Predicting Movie Ratings with Apache Spark, and Hortonworks

Today's goal is to make a prediction on a movie's rating based on its synopsis using machine learning in an environment that could scale out to hundreds or even thousands of nodes. As the title suggests, I'll be doing it on Apache Spark using MLlib written in Scala. I wanted to approach this from start to finish instead of just giving a chunk of code because piecing it together from a lot of Googling and tinkering was actually quite a bit of work. Hopefully this helps the next person who's venturing into the "Big Data" world.

The Goal###

To implement the Naive Bayes supervised learning algorithm to predict the rating of a movie based on its synopsis.

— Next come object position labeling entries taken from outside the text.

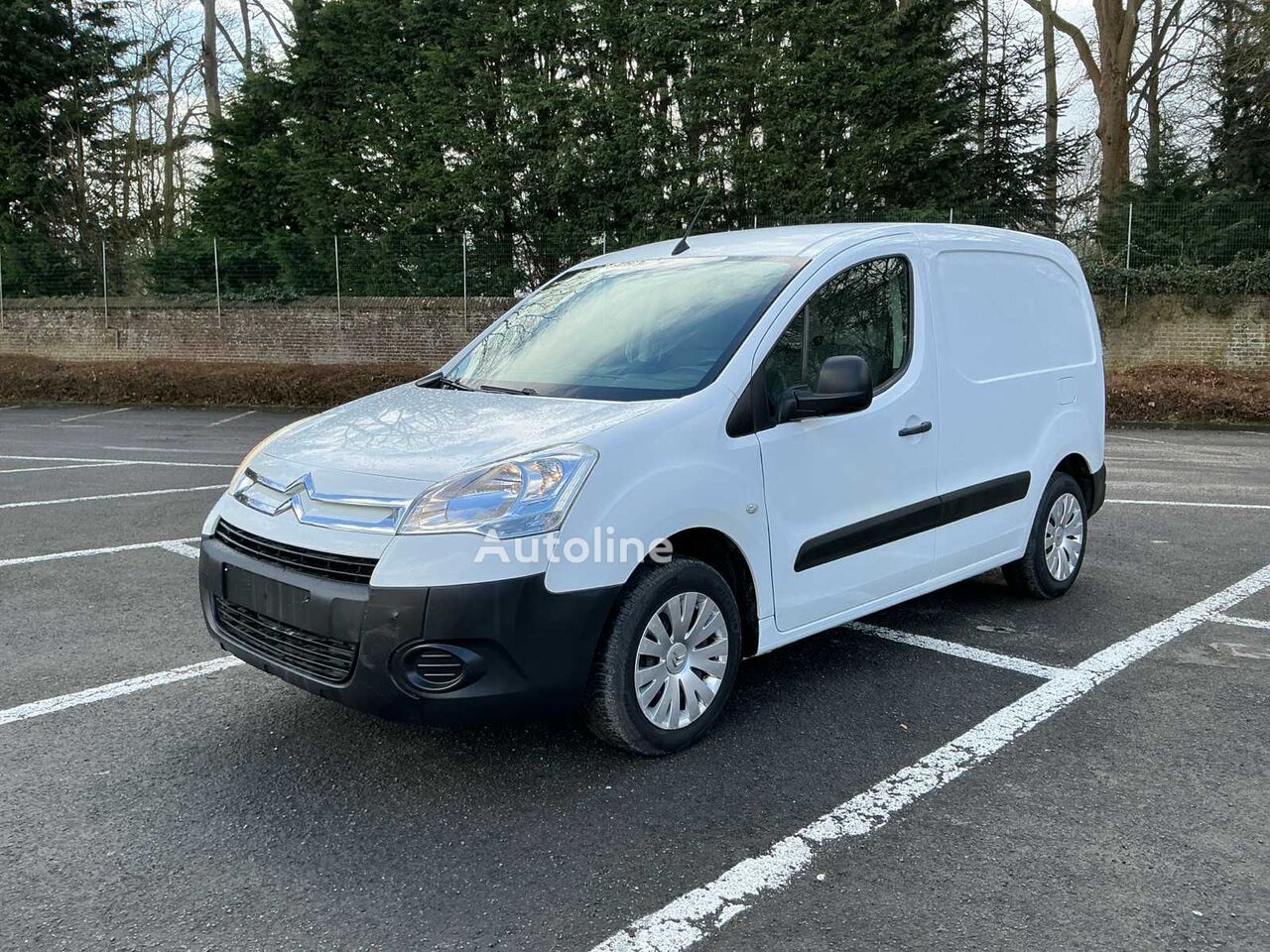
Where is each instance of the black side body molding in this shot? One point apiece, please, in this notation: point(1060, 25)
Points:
point(1100, 489)
point(920, 517)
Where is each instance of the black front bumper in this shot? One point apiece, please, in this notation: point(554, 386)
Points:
point(525, 651)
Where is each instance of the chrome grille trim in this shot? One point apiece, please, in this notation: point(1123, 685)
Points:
point(308, 504)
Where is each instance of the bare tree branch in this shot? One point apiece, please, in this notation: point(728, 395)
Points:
point(229, 40)
point(1076, 36)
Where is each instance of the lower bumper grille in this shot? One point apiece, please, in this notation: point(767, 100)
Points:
point(304, 651)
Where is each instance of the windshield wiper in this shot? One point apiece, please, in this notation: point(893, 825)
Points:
point(495, 389)
point(441, 380)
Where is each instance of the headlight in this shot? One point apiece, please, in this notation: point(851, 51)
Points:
point(520, 497)
point(235, 484)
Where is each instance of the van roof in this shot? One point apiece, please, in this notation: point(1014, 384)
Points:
point(815, 240)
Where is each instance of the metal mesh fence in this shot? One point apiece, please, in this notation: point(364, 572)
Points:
point(1135, 239)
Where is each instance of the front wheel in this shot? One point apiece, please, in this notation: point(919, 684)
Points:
point(668, 661)
point(1056, 546)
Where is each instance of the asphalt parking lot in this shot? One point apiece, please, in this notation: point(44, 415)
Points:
point(970, 771)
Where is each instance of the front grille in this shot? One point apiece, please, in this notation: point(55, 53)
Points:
point(309, 561)
point(313, 654)
point(437, 669)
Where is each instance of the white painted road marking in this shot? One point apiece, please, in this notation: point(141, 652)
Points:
point(96, 413)
point(173, 449)
point(116, 462)
point(64, 466)
point(1139, 439)
point(1202, 506)
point(230, 419)
point(702, 911)
point(1241, 622)
point(965, 652)
point(108, 495)
point(104, 692)
point(79, 552)
point(181, 548)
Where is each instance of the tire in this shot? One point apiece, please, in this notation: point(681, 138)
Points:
point(615, 708)
point(1033, 574)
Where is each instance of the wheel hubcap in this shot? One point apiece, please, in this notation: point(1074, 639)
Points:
point(681, 658)
point(1065, 537)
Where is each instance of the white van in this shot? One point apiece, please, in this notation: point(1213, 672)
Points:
point(667, 460)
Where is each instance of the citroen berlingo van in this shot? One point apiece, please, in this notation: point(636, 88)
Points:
point(667, 460)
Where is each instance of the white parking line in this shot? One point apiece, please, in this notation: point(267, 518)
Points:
point(66, 466)
point(1199, 506)
point(965, 652)
point(98, 413)
point(702, 911)
point(181, 548)
point(1139, 439)
point(117, 462)
point(1241, 622)
point(172, 449)
point(79, 552)
point(117, 688)
point(230, 419)
point(108, 495)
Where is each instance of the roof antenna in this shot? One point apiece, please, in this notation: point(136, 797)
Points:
point(684, 241)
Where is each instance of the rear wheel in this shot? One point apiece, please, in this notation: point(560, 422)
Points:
point(668, 661)
point(1056, 546)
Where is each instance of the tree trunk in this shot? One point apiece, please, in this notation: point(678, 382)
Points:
point(211, 67)
point(246, 36)
point(983, 75)
point(1118, 30)
point(1051, 71)
point(1151, 94)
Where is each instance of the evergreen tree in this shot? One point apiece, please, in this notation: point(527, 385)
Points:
point(1241, 79)
point(60, 73)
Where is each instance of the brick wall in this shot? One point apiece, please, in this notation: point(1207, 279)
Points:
point(1230, 331)
point(313, 330)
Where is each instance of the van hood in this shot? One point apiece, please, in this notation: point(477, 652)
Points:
point(420, 433)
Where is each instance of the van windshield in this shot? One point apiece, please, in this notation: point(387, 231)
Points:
point(629, 330)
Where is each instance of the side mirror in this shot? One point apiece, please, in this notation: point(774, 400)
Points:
point(844, 386)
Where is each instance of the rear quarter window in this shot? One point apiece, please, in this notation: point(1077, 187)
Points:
point(1006, 313)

Let's take this text file as an example of our movies naive_bayes_movie_classification.txt:

1;The movie has a lot of violence, sex, drugs and alcohol.
1;A corrupt cop with an alcoholic problem doesn't hesitate to get violent to get the job done
2;This is a fairy tale movie about princes, princesses and a wonderful adventure.
2;Will prince charming ever find his princess?

It's a semicolon delimited file. The first field is the rating and the second field is the synopsis.

1 = M for 'Mature' or Adult. Something children shouldn't see.

2 = PG for 'Parental Guidance' or kid friendly.

What we want to do is make the system learn from this and given another synopsis, tell us whether it's a 1 or a 2. We could have more labels but I wanted to keep the example small.


Before going any further there are a few things you'll need.

  1. Scala installed on the computer

  2. SBT Installed with the assembly plugin. Assembly allows you to package your program into one fat jar. If you don't, Spark will try to call libraries and not be able to load the classes properly. In my previous post, I go through doing this and setting up my initial environment.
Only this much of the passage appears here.